[RFC] wl_surface video protocol extension

Mon Oct 21 21:45:35 CEST 2013

Hi,

On 18 October 2013 11:52, James Courtier-Dutton <james.dutton at gmail.com> wrote:
> On 18 October 2013 08:30, Pekka Paalanen <ppaalanen at gmail.com> wrote:
>> On Thu, 17 Oct 2013 21:34:02 +0100
>> James Courtier-Dutton <james.dutton at gmail.com> wrote:
>> > All its prediction calculations will be based on a fixed scanout rate.
>>
>> Why only fixed scanout rate? Why can't you dynamically adapt to the
>> latency between requested and realized presentation time, over time?
>
> Conceptually, the player is not requesting a presentation time. It can't.
> The scanout does not change to match the player.

No, of course it can't.  But when the player generates one particular
video buffer, it knows it must be displayed at a particular time to
match the audio which goes with the frame.

> The player predicts that a particular frame scanout will happen at time X,
> and the player then decides what it wants displayed for that scanout.
> So what we need is:
> 1) Predictable scanout times.  <- We can get this from the historical
> callback timestamps as you mentioned.
> 2) A Deterministic way to ensure that the frame the player wants to appear
> at a particular scanout does actually appear then.
> It is this second point that I am not sure we have yet.

This is what we're working towards with the extension.

>> I don't think drivers predict anything, do they? Right now, drivers
>> only tell you what happened (the presentation timestamp), if even that.
>> AFAIK, most popular drivers do not currently even have queues. You can
>> schedule *one* page flip at a time, and you cannot even cancel that
>> later if you wanted to, from what I've heard.
>
> The current situation is not ideal, so players can only achieve best effort.

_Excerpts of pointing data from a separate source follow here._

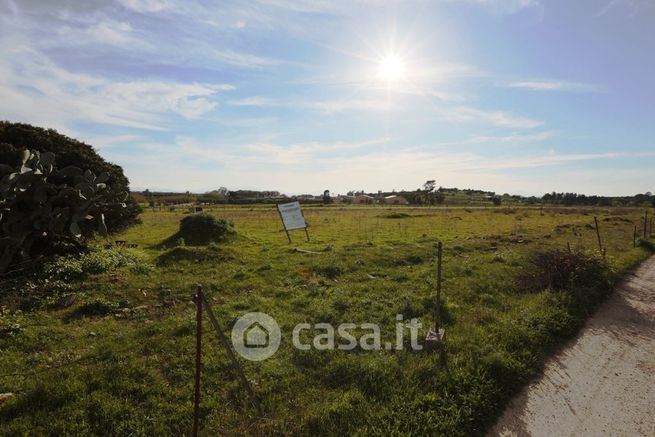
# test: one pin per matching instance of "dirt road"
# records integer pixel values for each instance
(603, 382)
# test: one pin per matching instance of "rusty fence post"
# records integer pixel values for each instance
(600, 245)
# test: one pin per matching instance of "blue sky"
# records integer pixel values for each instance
(519, 96)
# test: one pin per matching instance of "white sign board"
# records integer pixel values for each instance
(292, 217)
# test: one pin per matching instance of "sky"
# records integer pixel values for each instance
(517, 96)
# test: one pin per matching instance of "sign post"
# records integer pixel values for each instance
(292, 218)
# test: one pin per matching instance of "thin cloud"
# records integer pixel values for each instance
(551, 85)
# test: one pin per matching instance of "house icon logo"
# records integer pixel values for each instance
(256, 336)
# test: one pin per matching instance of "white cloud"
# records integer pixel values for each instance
(503, 6)
(497, 118)
(28, 80)
(284, 167)
(147, 5)
(256, 101)
(551, 85)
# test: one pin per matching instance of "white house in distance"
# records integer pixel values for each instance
(395, 200)
(369, 200)
(363, 198)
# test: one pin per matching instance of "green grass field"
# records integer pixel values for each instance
(118, 358)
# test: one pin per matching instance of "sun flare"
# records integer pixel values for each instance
(392, 68)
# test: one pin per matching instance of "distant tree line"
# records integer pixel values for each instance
(428, 194)
(574, 199)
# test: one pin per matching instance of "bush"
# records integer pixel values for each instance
(42, 205)
(17, 136)
(561, 270)
(203, 229)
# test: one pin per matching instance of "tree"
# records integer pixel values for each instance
(14, 137)
(41, 206)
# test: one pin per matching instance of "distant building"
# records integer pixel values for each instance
(396, 200)
(363, 198)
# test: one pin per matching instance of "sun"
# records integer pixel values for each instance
(392, 68)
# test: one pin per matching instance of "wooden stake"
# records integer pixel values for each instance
(600, 246)
(196, 401)
(282, 219)
(235, 363)
(646, 225)
(438, 309)
(634, 237)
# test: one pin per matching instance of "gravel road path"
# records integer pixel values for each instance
(603, 382)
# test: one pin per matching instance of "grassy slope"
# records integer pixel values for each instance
(131, 371)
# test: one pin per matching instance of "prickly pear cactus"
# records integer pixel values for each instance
(40, 205)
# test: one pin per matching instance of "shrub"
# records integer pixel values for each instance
(561, 270)
(72, 267)
(98, 306)
(42, 205)
(397, 215)
(69, 152)
(202, 229)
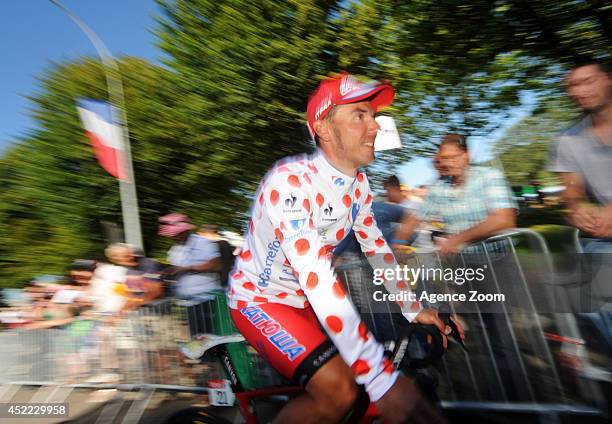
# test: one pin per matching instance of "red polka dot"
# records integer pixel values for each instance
(279, 235)
(302, 246)
(387, 366)
(363, 331)
(360, 367)
(338, 290)
(294, 181)
(325, 251)
(320, 199)
(346, 199)
(312, 281)
(334, 323)
(274, 197)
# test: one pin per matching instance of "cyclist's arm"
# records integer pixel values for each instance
(380, 255)
(308, 256)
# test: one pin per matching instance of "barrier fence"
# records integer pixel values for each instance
(528, 352)
(141, 347)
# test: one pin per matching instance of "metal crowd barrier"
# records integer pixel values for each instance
(528, 355)
(140, 347)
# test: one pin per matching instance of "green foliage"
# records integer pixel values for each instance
(524, 148)
(232, 98)
(55, 195)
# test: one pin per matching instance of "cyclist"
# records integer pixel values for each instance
(283, 284)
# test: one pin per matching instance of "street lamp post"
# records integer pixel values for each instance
(127, 187)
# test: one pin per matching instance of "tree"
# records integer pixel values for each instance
(55, 195)
(524, 148)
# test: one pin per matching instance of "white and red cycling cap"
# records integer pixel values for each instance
(342, 89)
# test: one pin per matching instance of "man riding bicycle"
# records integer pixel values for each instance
(283, 288)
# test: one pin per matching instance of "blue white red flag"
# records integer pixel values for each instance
(105, 135)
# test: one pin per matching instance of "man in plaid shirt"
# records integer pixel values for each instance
(470, 203)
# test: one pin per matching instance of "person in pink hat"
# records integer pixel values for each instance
(195, 259)
(284, 295)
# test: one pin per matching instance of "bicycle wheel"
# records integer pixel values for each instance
(196, 415)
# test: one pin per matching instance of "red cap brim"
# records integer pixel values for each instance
(380, 96)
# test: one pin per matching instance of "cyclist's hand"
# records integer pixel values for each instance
(450, 245)
(403, 403)
(431, 317)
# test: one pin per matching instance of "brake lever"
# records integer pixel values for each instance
(445, 317)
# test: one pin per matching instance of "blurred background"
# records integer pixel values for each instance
(215, 92)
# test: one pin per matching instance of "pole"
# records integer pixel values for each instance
(127, 188)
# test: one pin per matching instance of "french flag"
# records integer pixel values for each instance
(105, 135)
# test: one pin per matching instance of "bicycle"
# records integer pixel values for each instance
(363, 413)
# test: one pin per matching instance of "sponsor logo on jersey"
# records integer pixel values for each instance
(274, 332)
(354, 211)
(327, 212)
(348, 84)
(297, 224)
(290, 203)
(264, 277)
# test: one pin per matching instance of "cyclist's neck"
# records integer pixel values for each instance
(335, 165)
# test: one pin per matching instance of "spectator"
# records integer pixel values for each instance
(225, 250)
(470, 203)
(195, 259)
(582, 156)
(107, 283)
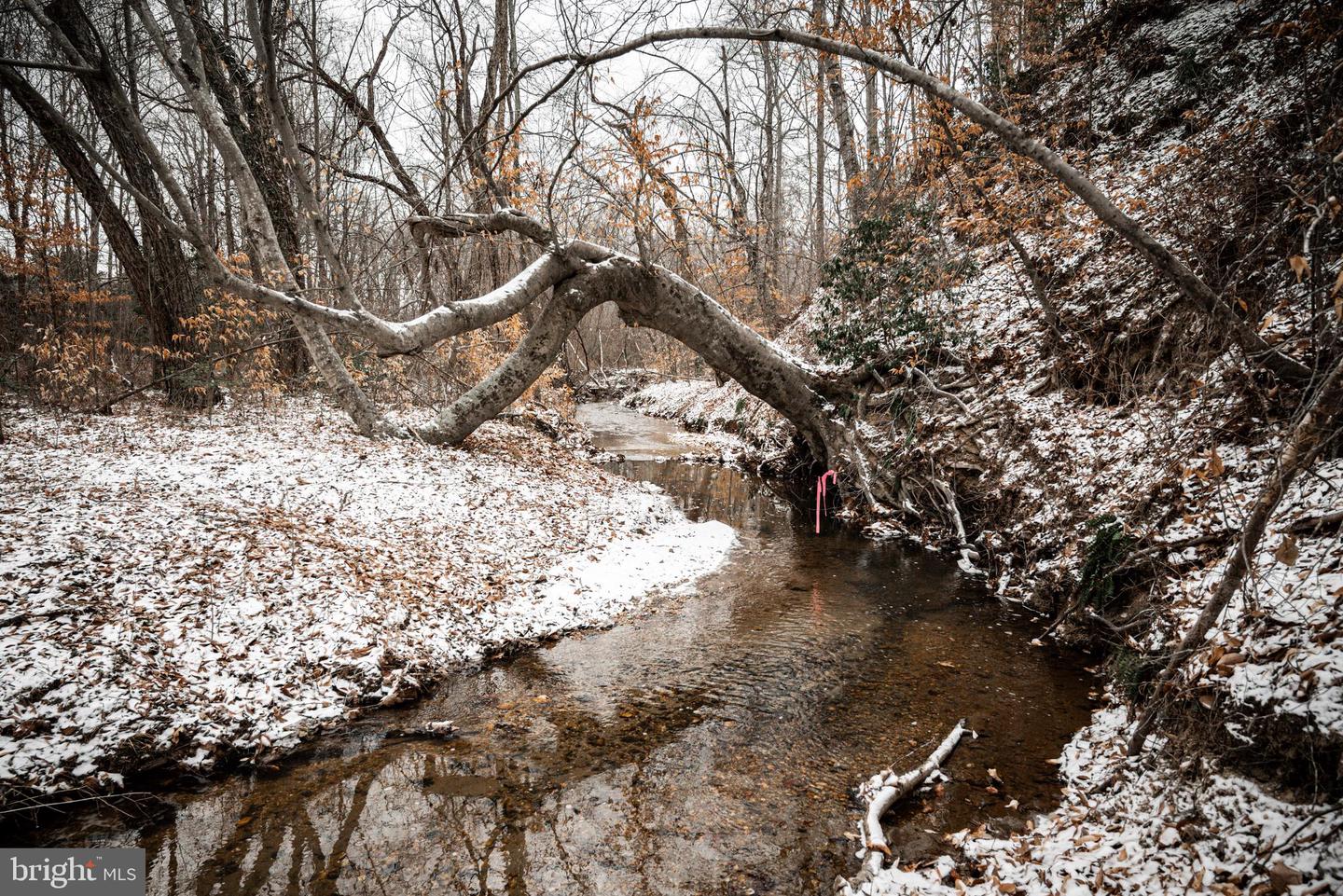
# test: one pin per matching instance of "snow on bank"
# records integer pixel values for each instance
(1144, 828)
(195, 588)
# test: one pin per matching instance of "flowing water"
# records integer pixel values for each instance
(708, 747)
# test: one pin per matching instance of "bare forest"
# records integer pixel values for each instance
(856, 447)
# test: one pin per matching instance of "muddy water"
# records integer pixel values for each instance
(708, 747)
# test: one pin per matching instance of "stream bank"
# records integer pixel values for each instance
(708, 746)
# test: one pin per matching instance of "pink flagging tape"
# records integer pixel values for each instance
(821, 492)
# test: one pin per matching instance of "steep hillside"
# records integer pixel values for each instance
(1104, 444)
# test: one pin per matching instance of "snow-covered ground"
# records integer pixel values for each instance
(1172, 465)
(201, 588)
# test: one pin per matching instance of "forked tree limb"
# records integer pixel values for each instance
(1013, 136)
(884, 792)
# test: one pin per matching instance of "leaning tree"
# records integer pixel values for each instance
(571, 276)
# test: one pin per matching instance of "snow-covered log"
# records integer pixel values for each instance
(882, 792)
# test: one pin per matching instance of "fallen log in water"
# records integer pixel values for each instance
(881, 793)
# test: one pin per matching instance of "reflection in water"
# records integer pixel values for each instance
(704, 749)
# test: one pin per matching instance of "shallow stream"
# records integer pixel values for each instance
(707, 747)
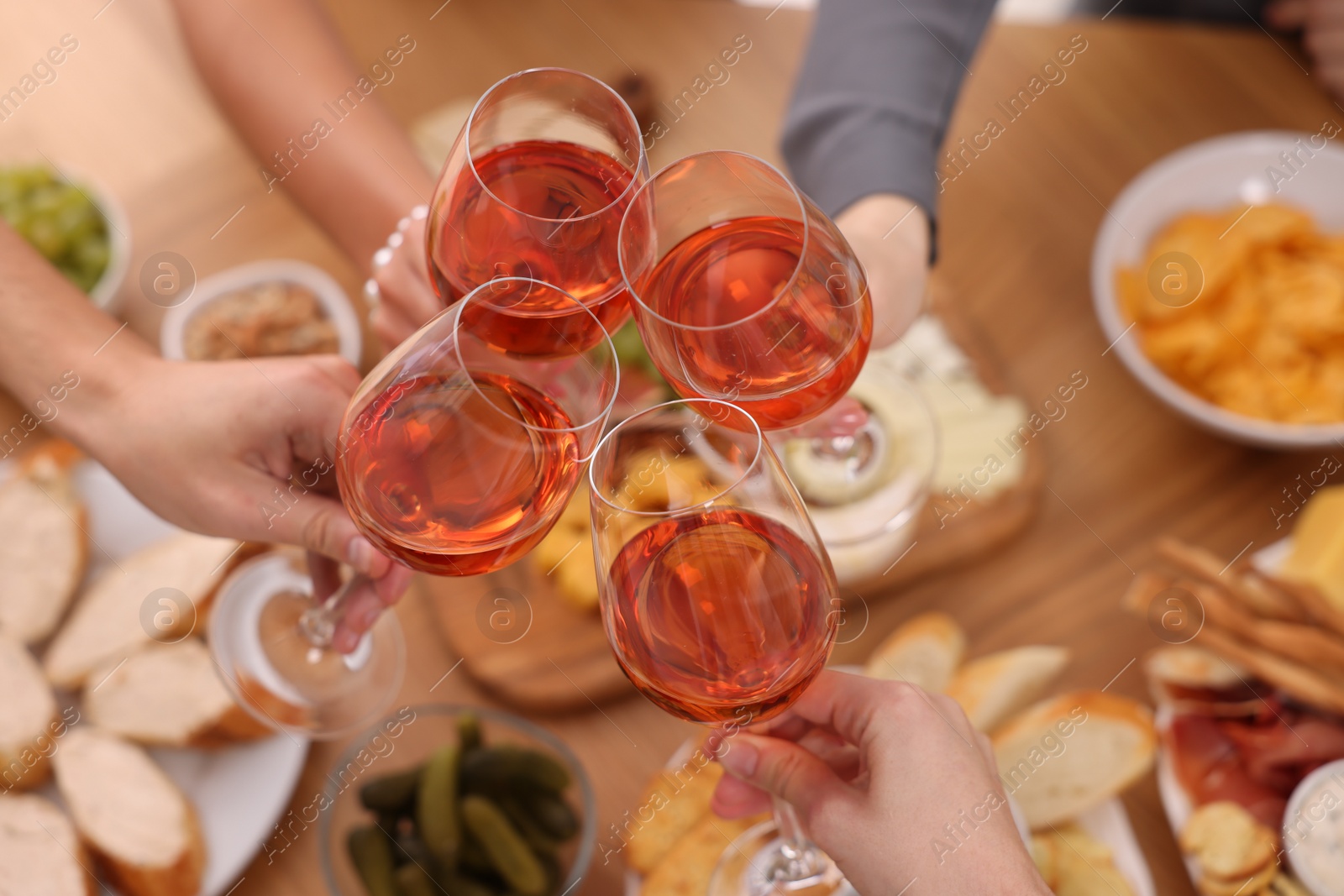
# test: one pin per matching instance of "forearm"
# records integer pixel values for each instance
(875, 96)
(62, 359)
(358, 177)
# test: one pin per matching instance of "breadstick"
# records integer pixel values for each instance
(1297, 681)
(1289, 640)
(1312, 602)
(1206, 566)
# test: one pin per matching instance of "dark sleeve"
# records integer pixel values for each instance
(875, 94)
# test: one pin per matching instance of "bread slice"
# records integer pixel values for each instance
(44, 551)
(129, 815)
(111, 621)
(27, 712)
(924, 652)
(998, 685)
(39, 851)
(168, 694)
(1070, 752)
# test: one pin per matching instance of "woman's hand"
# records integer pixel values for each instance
(244, 449)
(890, 237)
(891, 782)
(407, 298)
(1321, 23)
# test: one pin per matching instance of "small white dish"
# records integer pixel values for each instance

Short a real-time OS with a totally unchanging UI and a wholly
predictable stream of data coming in, it's never going to be ideal.

> But when you can get deterministic frame display, the player can do a much
> better job.
> I difference is noticeable to the person watching. The artifact that is most
> noticeable is jitter, caused by missing a scanout or the wrong frame
> appearing on the wrong scanout.

Yes, I agree.  Well, that and bad A/V sync, but at least the latter's constant.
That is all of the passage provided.